Le député socialiste entame une nouvelle campagne électorale sur la 2e circonscription de Haute-Garonne. Franceinfo a passé une journée en compagnie de ce parlementaire spécialiste des questions de santé.

Article rédigé par Clément Parrot
France Télévisions
Publié Mis à jour
Temps de lecture : 9min
Gérard Bapt accompagné de sa suppléante, Sabine Geil-Gomez, lors d'une cérémonie d'hommage à la résistance à Saint-Jean (Haute-Garonne), le 23 mai 2017. (CLEMENT PARROT / FRANCEINFO)

Parmi les 357 députés sortants qui se représentent aux élections législatives, il est le seul à avoir siégé pendant la présidence de Valéry Giscard d'Estaing. Depuis, il a vu défiler François Mitterrand, Jacques Chirac, Nicolas Sarkozy et François Hollande à l'Elysée. Elu depuis 1978 en Haute-Garonne, le socialiste Gérard Bapt, 71 ans, a déjà effectué neuf campagnes – dont une seule s'est soldée par une défaite, en 1993 – et huit mandats. Aujourd'hui, il signerait bien pour un neuvième.

"Le renouvellement ? C'est leur seul argument"

Il est 10 heures du matin, et trois assistants parlementaires s'activent pour rentrer les cartons remplis d'affiches électorales dans la petite permanence toulousaine, déjà encombrée par le matériel de campagne. Sur l'un des murs, à côté des vieilles affiches de campagne où Gérard Bapt paraît bien jeune, une carte de la circonscription indique les zones où les boîtes aux lettres ont déjà reçu un premier prospectus. Un collaborateur ouvre un carton et découvre le nouveau tract vert et rouge, avec, en haut, une photo du candidat et de sa suppléante, le tout accompagné d'un court slogan : "Des valeurs sûres !" Le directeur de campagne, Hervé Hirigoyen, donne ses consignes : "On va attendre un peu pour distribuer les tracts, il ne faut pas donner des armes aux autres candidats."

Sur les murs de la permanence de Gérard Bapt, les affiches électorales des campagnes passées côtoient les cartes postales et les plans de la circonscription. (CLEMENT PARROT / FRANCEINFO)

De retour de son premier rendez-vous de la journée, Gérard Bapt entre dans le local. La conversation tourne inévitablement autour de la décision de Benoît Hamon de ne pas soutenir le socialiste, et de lui préférer le candidat écologiste Salah Amokrane. "Au départ, je n’y ai pas cru, je croyais à une intox, commente le candidat, avec une pointe d'agacement dans la voix. Je l’ai parrainé, j’ai fait une réunion sur ma circonscription et j’ai même voté pour lui ! Quand on voit comment ils ont condamné Valls et ce qu’ils font maintenant…" Pour la primaire, Gérard Bapt avait soutenu Manuel Valls. Mais, loyal, il s'était effectivement rangé derrière Benoît Hamon lors de la présidentielle.

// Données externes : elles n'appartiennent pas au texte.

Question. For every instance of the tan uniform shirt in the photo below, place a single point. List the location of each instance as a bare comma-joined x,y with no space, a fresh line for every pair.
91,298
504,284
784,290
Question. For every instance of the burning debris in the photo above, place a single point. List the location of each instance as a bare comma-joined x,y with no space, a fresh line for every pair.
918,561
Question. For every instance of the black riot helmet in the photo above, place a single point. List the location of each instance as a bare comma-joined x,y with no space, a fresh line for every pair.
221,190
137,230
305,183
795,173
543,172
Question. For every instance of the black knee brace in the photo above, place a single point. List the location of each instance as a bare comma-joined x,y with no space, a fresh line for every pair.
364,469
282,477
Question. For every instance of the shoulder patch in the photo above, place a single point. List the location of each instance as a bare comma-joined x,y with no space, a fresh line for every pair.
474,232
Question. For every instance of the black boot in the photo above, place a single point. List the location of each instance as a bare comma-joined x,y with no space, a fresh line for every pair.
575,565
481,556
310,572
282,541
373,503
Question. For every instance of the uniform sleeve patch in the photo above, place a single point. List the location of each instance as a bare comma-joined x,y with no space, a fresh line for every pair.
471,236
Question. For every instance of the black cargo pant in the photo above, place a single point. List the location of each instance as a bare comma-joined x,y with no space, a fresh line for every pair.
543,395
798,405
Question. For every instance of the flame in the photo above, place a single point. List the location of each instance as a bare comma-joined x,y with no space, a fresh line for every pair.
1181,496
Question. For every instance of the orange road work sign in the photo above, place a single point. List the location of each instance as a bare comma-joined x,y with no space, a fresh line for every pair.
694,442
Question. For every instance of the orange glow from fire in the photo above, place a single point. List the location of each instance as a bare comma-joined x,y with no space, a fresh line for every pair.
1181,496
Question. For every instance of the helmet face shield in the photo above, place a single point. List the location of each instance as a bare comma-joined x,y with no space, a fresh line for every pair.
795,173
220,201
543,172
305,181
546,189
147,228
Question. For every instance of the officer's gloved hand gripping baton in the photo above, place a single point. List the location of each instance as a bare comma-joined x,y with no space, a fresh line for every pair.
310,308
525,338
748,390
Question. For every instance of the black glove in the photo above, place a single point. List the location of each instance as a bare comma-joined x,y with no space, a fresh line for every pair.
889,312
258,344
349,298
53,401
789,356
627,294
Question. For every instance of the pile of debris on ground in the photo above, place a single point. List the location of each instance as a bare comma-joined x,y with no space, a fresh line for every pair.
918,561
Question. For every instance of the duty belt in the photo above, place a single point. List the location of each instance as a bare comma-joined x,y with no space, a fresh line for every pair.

Si Benoît Hamon a décidé de ne pas soutenir Gérard Bapt, c'est dans un souci de "renouvellement". Un argument également employé, sur le terrain, par les adversaires du socialiste, qui estiment que le député sortant a fait son temps. "C'est le seul argument qu'ils peuvent employer", balaie le septuagénaire.

Je conçois qu'on me reproche d'avoir fait trop de mandats, mais je rappelle que ce sont les électeurs qui m'ont élu, sur la base de mon travail parlementaire !

Gérard Bapt

à franceinfo

Lorsqu'il distribue ses tracts, Gérard Bapt aime rappeler qu'il a été classé par l'agence Rumeur publique deuxième député le plus influent sur le travail parlementaire. Et assure aussi qu'il est retourné au combat un peu contraint et forcé. "L'été dernier, je voulais arrêter. Mais les personnes qui devaient prendre ma place n'ont pas réussi à s'entendre et le PS a voulu imposer un candidat qui était une machine à perdre. On m'a donc demandé de me représenter."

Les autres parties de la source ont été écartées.